Wie man weiß, liegen Erfolg und Scheitern recht nah beieinander. Der eine kommt aus wohlhabendem Elternhaus, alle Möglichkeiten stehen ihm offen. Doch der Ökonom Robert Perwald mit dem langsam verwelkenden Bubengesicht schleicht antriebslos durch sein Leben zwischen Wien und Tokyo, und das Spektakulärste, das er erlebt, ist am Ende auch keine Erfolgsstory. Er wird einen Mord begehen.

Auf der anderen Seite ist da dieser äußert erfolgreiche Anwalt aus Chicago mit dem sehr unamerikanischen Namen Herbert Schlesinger.
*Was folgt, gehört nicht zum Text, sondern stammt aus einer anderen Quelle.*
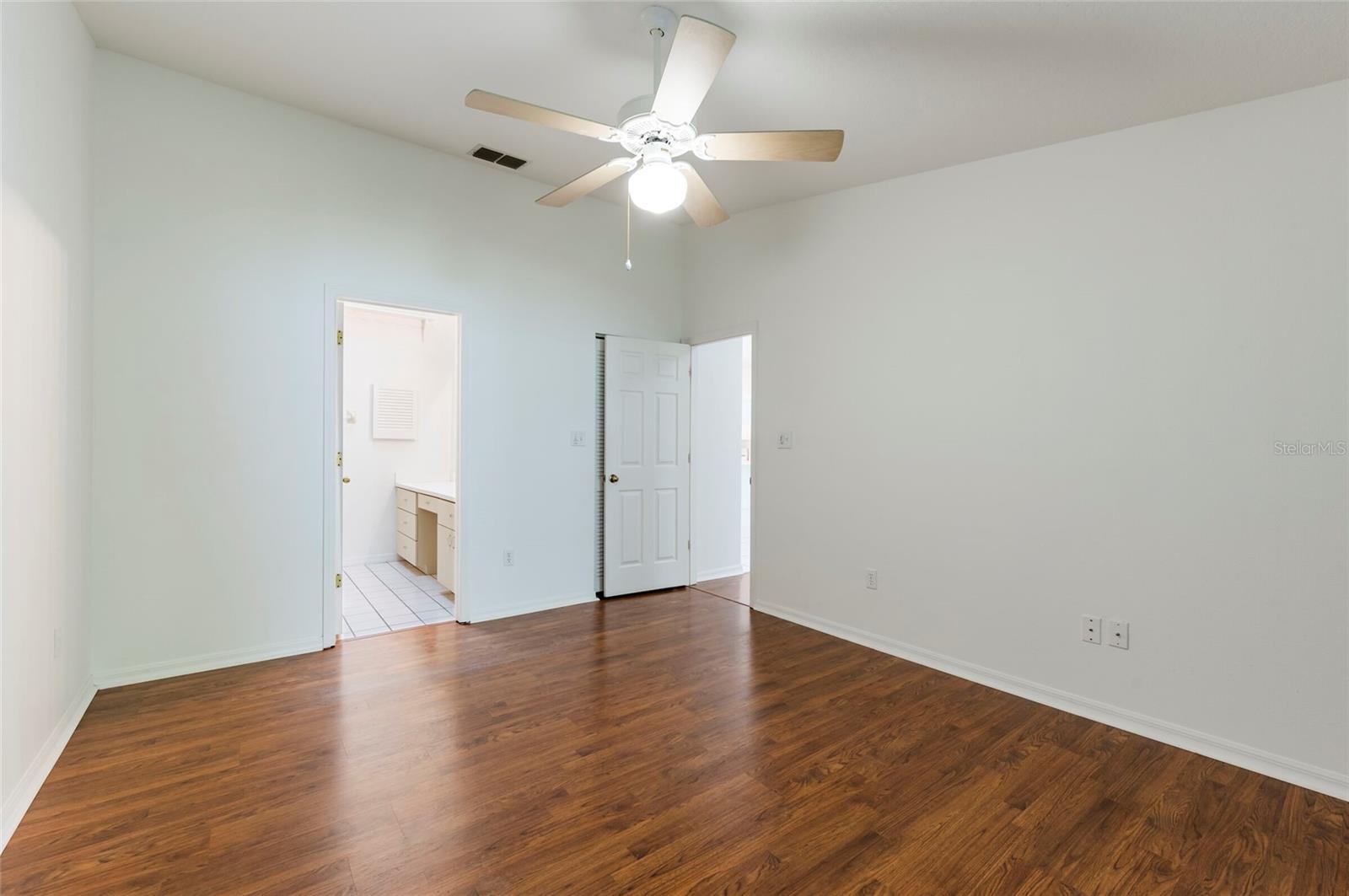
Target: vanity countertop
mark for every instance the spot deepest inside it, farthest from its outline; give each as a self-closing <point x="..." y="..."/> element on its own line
<point x="443" y="490"/>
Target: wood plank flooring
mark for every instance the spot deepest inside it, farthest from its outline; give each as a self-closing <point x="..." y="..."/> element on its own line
<point x="664" y="743"/>
<point x="732" y="587"/>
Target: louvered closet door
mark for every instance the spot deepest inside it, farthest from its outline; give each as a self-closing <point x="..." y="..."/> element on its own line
<point x="647" y="485"/>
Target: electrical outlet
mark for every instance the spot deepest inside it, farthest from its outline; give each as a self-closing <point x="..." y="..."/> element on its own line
<point x="1092" y="629"/>
<point x="1117" y="633"/>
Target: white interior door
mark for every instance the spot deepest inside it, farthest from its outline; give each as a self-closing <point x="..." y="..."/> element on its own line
<point x="334" y="487"/>
<point x="647" y="453"/>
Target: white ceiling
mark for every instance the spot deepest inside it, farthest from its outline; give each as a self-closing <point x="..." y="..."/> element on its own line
<point x="916" y="85"/>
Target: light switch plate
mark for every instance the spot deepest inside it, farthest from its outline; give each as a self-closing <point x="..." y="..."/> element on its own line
<point x="1092" y="629"/>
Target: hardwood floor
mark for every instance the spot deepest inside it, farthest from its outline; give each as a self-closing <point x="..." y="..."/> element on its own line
<point x="732" y="587"/>
<point x="664" y="743"/>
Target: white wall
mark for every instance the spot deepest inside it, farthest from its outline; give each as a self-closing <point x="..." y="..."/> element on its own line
<point x="405" y="352"/>
<point x="213" y="207"/>
<point x="45" y="388"/>
<point x="718" y="400"/>
<point x="1051" y="384"/>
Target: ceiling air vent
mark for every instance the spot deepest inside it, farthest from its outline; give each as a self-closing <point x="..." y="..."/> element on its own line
<point x="487" y="154"/>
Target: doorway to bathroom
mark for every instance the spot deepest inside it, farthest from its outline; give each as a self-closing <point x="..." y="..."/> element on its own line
<point x="395" y="489"/>
<point x="722" y="456"/>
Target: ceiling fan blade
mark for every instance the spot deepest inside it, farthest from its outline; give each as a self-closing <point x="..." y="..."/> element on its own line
<point x="772" y="146"/>
<point x="589" y="182"/>
<point x="696" y="56"/>
<point x="699" y="201"/>
<point x="498" y="105"/>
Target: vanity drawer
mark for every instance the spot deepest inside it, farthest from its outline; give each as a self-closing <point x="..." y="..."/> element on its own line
<point x="406" y="548"/>
<point x="406" y="523"/>
<point x="444" y="510"/>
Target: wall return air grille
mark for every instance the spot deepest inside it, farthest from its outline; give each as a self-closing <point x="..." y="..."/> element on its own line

Ein Waisenkind angeblich, großgezogen von einer Pflegefamilie in Kansas, dessen Leben, ebenfalls über den Zwischenstopp Wien, ungeahnte Wendungen nehmen wird.

Die beiden verbindet nicht nur die schlaue Yoko, eine schmale Frau, die Armani-Kostüme trägt und sehr genau weiß, was sie will. Ob sie am Ende als Gewinnerin dasteht, darüber lässt sich streiten, auch mit Peter Rosei, dem Autor dieser Parabel über Leben, die enden, egal, wie sehr man sich anstrengt oder auch nicht.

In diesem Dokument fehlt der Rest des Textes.